There is clearly a design eye at work with plant texture, successional interest and exploitation of aspect considered (see Echium, left, with the back of Shaftesbury Avenue cinema behind).  Also, wildlife is encouraged with this Belfast sink pond and this gabion planter - crevices for invertebrates - and insect friendly planting.  Pigeons aren't the only birds; I saw finches and heard lots of tweeting in between the beep beeps of dustbin lorries reversing. This is a space that delights and calms with subtle art in the centre of the city.

Sunday, 16 May 2010

Nematode nemesis of slugs

Uh-oh.  It had to happen.  After the rain broke the recent dry spell last week, out came the slugs. My quick growing early pak choi has been ravaged.  An allotment neighbour and I have been using anti-slug nematodes for a couple of years and it really makes the difference between getting in the crops and despair.  

Generally you buy the nematodes in packets sufficient for an area 40 or 100 metres' square.  It's worth shopping around on the internet and always check the postage costs.  Put the package in the fridge when it arrives 'til you are ready.  Ensure it will be sent in a padded envelope that will fit through your letter box.  One supplier once sent it in an oversized box so it went to the post office and I couldn't get there for a few days. Check the use-by date.

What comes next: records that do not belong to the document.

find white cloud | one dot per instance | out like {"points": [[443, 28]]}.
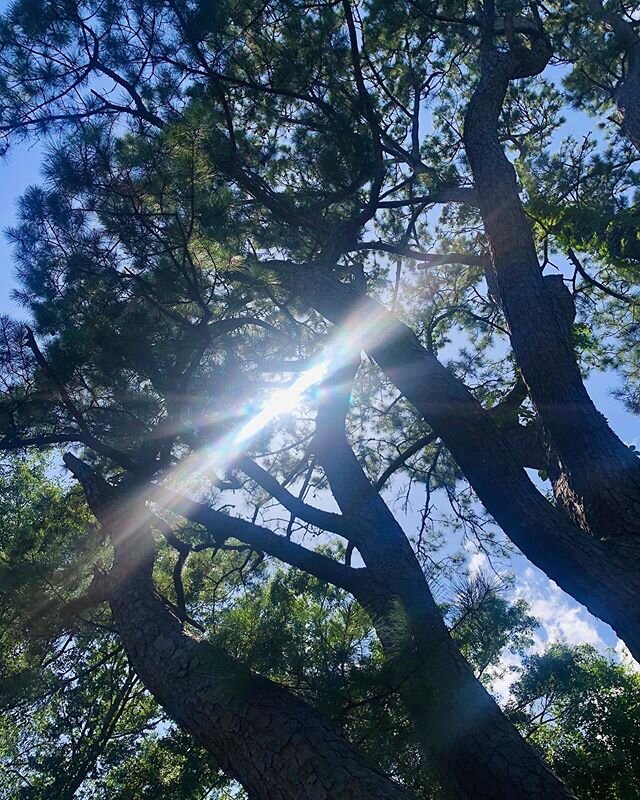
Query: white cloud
{"points": [[625, 656], [477, 563], [561, 618]]}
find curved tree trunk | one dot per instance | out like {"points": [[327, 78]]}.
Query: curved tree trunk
{"points": [[599, 482], [476, 752], [602, 575], [273, 743]]}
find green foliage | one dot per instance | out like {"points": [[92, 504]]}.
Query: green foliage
{"points": [[580, 709]]}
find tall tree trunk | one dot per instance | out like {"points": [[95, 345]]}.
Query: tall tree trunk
{"points": [[599, 482], [273, 743], [602, 575], [476, 752]]}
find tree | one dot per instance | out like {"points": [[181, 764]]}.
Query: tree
{"points": [[565, 701], [171, 266]]}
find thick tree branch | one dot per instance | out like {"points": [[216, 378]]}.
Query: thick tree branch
{"points": [[221, 526], [324, 520]]}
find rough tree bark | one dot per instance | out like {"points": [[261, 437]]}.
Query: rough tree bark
{"points": [[261, 734], [603, 575], [598, 480], [476, 752]]}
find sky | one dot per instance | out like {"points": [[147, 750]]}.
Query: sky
{"points": [[560, 615]]}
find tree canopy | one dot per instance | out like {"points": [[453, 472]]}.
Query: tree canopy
{"points": [[310, 293]]}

The nematodes come as a springy powder.  You need to use the contents of the packet all in one go.  I divide it into eighths, as this corresponds to the square metrage of my raised beds. First I clear the beds of weeds and longer grass growing round the edges of the bed where slugs love to hide. You need to use the product on damp soil.  Although it was quite damp on this occasion, I watered over the top of it as the surface was dry in the wind.  I put an eighth of the nematodes in a watering can with a rose and make sure the coverage of the bed and edges is even.  I try to make sure I water under the 'canopy' of plants.

The producers recommend topping up the soil with nematodes every six weeks.  The slugs seem to die underground so you don't see lots of dead bodies. The nematodes breed in the body, so the more dead slugs the more nematodes.  I tend to keep an eye on whether the slugs are back and then order the next packet.  In the meantime I use a two or three organic slug pellets around each plant.  The nematodes don't kill snails but I can keep an easier eye on them. That's one pest down - anyone know a way of getting rid of flea beetle?

Wednesday, 5 May 2010

Designing on a Grid

A garden design relates to the house by using the house's proportions.  Designers (usually) play with a grid based on the proportions. This contributes to unity, which is key to the feeling of ease you want in a garden.

This private garden in Herne Hill, south London, shows the principle. Here the brick frame in the paving is offset from the house, and you can see the edge of the pond is offset from the back door.

Brick edge sets out other areas in the garden.  Planting softens the edges and provides a range of textures. The square terracotta tiles are used in a grid pattern elsewhere, but in the sun lounger area they are placed to give a false perspective, so it seems longer.  
Using brick provides unity of detail, as it is the same colour and size as the house brick;  the terracotta colour connects with the lintels.  Just using two hard landscaping materials keeps the design simple and harmonious, a good structure for the riot of plant textures.

This garden was one in a London-wide trail of designed private gardens not otherwise open.  This particular garden was designed by Acres Wild. The trail is becoming a May Day Bank Holiday fixture,  See one of the very early postings on this blog about a Clapham garden last year.